Quando Manuel arrivò nelle vicinanze del campetto capì che quello sarebbe stato un momento che non avrebbe mai dimenticato.
Casco alla mano, la faccia piena di graffi e un sopracciglio tagliato, attraversò il prato a testa alta ignorando tutte le altre persone che affollavano il parco in quell'assolata giornata d'inizio giugno, dirigendosi direttamente verso le panchine a bordo campo.
I fratelli Zonin, Paolo e Andre stavano giocando due contro due sotto un unico canestro e si fermarono non appena lo videro scavalcare le transenne: lì davanti ai loro sguardi interrogativi capì che non si poteva più tornare indietro su quanto era successo.
Più di tutte fu la faccia di Jack a stupirlo, non era sorpreso come gli altri tre, anzi sembrava che fosse perfettamente preparato a vederselo arrivare conciato in quella maniera, tanto che gli fece sorgere il dubbio che non avesse già chiamato Alice per farsi spifferare tutto.
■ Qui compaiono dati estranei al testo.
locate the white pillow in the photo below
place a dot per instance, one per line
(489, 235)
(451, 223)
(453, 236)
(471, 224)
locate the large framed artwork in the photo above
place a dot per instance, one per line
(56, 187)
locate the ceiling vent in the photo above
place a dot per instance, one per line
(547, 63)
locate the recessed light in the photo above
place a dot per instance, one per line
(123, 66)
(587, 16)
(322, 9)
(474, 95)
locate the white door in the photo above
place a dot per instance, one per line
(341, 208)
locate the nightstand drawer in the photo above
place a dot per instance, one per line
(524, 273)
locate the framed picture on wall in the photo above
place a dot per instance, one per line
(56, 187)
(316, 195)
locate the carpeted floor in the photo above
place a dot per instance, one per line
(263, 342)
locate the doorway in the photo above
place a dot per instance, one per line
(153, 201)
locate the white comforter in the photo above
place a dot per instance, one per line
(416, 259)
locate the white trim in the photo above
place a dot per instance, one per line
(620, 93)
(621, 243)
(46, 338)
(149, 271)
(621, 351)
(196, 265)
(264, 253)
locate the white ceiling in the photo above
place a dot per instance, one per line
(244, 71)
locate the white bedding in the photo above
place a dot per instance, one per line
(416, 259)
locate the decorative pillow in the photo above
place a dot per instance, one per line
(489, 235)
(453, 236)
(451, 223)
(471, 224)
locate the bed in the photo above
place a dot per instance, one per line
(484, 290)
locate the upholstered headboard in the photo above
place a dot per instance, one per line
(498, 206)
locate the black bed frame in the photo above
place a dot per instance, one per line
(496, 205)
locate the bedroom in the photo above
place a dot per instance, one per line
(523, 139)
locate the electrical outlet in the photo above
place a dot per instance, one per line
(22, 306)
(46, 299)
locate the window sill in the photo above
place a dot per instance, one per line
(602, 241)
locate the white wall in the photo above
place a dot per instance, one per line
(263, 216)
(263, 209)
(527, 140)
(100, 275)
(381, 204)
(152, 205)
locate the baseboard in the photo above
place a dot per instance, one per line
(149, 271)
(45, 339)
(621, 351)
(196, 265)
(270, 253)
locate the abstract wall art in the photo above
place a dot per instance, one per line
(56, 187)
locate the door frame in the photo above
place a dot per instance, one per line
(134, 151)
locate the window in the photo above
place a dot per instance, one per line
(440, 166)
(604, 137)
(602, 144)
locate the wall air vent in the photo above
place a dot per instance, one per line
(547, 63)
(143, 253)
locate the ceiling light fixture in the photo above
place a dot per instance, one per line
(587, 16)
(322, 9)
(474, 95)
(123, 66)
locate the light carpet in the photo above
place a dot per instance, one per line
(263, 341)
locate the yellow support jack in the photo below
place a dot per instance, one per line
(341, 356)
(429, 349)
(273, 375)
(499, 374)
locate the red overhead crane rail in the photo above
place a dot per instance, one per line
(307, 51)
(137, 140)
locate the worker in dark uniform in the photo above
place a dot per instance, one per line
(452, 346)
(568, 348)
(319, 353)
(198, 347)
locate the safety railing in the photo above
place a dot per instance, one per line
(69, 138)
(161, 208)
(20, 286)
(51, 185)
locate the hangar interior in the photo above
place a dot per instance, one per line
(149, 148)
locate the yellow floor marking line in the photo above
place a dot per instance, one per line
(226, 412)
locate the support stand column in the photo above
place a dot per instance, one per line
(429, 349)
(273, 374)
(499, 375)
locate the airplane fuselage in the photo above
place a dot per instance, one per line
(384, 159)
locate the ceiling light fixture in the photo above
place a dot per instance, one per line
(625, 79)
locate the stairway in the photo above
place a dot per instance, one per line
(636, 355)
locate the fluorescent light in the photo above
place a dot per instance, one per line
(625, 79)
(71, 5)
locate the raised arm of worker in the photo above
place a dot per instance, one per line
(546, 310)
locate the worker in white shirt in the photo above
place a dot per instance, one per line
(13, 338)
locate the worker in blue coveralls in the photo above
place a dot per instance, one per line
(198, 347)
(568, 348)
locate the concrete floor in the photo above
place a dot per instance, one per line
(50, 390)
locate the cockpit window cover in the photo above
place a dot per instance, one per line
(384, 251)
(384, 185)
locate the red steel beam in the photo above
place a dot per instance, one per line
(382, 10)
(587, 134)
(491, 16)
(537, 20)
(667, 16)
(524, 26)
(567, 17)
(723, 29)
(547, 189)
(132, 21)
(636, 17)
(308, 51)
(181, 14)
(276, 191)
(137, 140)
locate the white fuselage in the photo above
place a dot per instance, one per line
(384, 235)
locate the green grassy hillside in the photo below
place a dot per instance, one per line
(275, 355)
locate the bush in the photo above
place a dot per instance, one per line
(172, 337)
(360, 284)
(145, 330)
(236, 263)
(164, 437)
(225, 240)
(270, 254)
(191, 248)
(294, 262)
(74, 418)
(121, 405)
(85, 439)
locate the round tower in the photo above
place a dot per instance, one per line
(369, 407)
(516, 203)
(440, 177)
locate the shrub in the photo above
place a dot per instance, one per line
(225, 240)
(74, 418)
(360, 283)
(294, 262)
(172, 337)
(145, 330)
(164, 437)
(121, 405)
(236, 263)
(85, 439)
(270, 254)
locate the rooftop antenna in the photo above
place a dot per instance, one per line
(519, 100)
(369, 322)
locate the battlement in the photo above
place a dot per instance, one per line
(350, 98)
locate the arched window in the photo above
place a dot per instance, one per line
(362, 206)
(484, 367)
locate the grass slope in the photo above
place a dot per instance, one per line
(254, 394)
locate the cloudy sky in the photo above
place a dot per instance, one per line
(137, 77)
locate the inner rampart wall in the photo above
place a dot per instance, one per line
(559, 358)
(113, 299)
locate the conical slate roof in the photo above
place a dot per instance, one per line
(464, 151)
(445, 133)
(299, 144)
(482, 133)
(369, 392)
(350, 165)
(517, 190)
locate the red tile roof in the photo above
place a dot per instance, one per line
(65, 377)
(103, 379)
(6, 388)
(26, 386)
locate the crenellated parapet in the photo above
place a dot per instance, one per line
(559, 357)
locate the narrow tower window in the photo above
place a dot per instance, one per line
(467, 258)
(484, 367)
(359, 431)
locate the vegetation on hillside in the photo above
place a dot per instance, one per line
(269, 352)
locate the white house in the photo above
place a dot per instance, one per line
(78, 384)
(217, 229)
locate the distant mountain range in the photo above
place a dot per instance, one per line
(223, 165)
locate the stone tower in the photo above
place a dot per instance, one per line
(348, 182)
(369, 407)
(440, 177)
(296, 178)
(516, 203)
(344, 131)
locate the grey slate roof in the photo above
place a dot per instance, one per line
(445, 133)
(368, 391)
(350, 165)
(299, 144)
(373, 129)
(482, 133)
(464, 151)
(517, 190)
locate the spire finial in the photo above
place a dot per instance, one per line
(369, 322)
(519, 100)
Ma fu suo fratello a rompere lo stallo di silenzio.
-Cos'hai fatto alla faccia?-
Filippo già sapeva. Glielo leggeva in faccia.
Si conoscevano da troppi anni perché gli bastasse un'occhiata per capire che nel bene o nel male qualcosa era cambiato radicalmente nel suo amico dalla sera prima. Dal canto suo Bressan era pronto a quel tipo d'inquisizione e insieme ad Alice avevano preparato un copione da esibire a tutti.
-Sono caduto in moto ieri sera-
Filo non disse nulla, annuì e distolse lo sguardo incrociandolo per un attimo con quello del fratello.
Se c'era una cosa in cui Manuel era sempre stato ligio alle regole era l'uso del casco, per questo quelle escoriazioni erano incompatibili con una caduta in moto, ed entrambi lo sapevano perfettamente.
-Giochi?- domandò Andre perplesso quanto gli altri dalla strana espressione di Manuel.
Annuì dondolando il casco con la mano destra: -Prima mi metto il tutore però, sennò finisce che stasera non cammino e non posso certo abbandonarvi senza di me al BM.-
Quella battuta sulla festa e sullo stato del suo ginocchio tolsero definitivamente ogni dubbio ai quattro che gli stavano davanti; non era da lui scherzare sul suo stato di salute, era stato un argomento taboo fin dalla dimissione dall'ospedale, ne sulla sua partecipazione alle feste sulla quale lasciava sempre un velo d'incertezza. Invece lo videro accennare una risata e avviarsi alle panchine dove stavano Charlie, il Vigna e le ragazze.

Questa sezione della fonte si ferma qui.